A condition variable allows a thread to block its own execution until some shared data reaches a particular state. Cooperating threads check the shared data and wait on the condition variable. For example, one thread in a program produces work-to-do packets and another thread consumes these packets (does the work). If the work queue is empty when the consumer thread checks it, that thread waits on a work-to-do condition variable. When the producer thread puts a packet on the queue, it signals the work-to-do condition variable.
A condition variable is used to wait for a shared resource to assume some specific state (a predicate). A mutex, on the other hand, is used to reserve some shared resource while the resource is being manipulated. For example, a thread A may need to wait for a thread B to finish a task X before thread A proceeds to execute a task Y. Thread B can tell thread A that it has finished task X by using a variable they both have access to, a condition variable. When thread A is ready to execute task Y, it looks at the condition variable to see if thread B is finished (see the following figure).

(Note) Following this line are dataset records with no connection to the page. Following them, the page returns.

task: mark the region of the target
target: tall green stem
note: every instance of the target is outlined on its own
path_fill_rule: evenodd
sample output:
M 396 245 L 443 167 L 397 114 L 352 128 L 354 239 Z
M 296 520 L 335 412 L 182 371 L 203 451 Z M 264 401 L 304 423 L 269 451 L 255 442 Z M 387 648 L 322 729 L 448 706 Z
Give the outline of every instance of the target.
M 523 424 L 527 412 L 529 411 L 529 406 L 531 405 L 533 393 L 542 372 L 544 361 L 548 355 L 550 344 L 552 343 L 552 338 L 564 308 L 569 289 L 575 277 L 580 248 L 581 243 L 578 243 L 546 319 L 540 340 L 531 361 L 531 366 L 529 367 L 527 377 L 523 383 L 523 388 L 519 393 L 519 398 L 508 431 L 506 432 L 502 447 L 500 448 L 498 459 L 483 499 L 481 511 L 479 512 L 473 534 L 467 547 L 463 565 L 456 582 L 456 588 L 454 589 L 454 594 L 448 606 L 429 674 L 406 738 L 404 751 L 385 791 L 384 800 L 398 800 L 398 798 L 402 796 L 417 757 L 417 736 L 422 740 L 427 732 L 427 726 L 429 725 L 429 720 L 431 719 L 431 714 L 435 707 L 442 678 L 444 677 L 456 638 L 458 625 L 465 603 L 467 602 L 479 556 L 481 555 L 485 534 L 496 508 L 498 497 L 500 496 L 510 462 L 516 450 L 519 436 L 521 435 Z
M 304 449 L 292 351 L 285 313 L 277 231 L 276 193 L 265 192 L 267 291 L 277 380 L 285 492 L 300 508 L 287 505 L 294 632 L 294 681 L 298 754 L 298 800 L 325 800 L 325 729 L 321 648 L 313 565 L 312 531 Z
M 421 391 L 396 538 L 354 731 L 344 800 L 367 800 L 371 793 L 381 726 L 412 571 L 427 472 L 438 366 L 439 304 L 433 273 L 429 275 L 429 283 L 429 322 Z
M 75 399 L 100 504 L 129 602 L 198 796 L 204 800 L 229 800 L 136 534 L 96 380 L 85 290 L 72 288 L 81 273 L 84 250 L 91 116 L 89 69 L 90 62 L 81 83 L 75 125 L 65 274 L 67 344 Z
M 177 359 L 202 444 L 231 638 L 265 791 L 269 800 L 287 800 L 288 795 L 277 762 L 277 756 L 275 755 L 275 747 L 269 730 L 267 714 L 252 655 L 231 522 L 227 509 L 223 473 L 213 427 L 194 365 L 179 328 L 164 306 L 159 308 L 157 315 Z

Thread A Waits on Condition Ready, Then Wakes Up and Proceeds
First, thread A locks the mutex named mutex_ready that is associated with the condition variable. Then it reads the predicate associated with the condition variable named ready. If the predicate indicates that thread B has finished task X, then thread A can unlock the mutex and proceed with task Y. If the condition variable predicate indicated that thread B has not yet finished task X, however, then thread A waits for the condition variable to change. Thread A calls the wait primitive. Waiting on the condition variable automatically unlocks the mutex, allowing thread B to lock the mutex when it has finished task X (see the following figure).
Thread B Signals Condition Ready
Thread B updates the predicate named ready associated with the condition variable to the state thread A is waiting for. It also executes a signal on the condition variable while holding the mutex mutex_ready.
Thread A Wakes Up and Proceeds
Thread A wakes up, verifies that the condition variable is in the correct state, and proceeds to execute task Y (see the figure above).
Note that, although the condition variable is used for explicit communications among threads, the communications are anonymous. Thread B does not necessarily know that thread A is waiting on the condition variable that thread B signals. And thread A does not know that it was thread B that woke it up from its wait on the condition variable.
Use the pthread_cond_init( ) routine to create a condition variable. To create condition variables as part of the program's one-time initialization code, see One-Time Initialization Routines.
Use the pthread_cond_wait( ) routine to cause a thread to wait until the condition is signaled or broadcast. This routine specifies a condition variable and a mutex that you have locked. (If you have not locked the mutex, the results of pthread_cond_wait( ) are unpredictable.) This routine unlocks the mutex and causes the calling thread to wait on the condition variable until another thread calls one of the following routines:
· The pthread_cond_signal( ) routine to wake one thread that is waiting on the condition variable
· The pthread_cond_broadcast( ) routine to wake all threads that are waiting on a condition variable
If you want to limit the time that a thread waits for a condition to be signaled or broadcast, use the pthread_cond_timedwait( ) routine. This routine specifies the condition variable, mutex, and absolute time at which the wait should expire if the condition variable is not signaled or broadcast.
You can delete a condition variable and reclaim its storage by calling the pthread_cond_destroy( ) routine. Use this routine only after the condition variable is no longer needed by any thread. Condition variables are automatically deleted when the program terminates.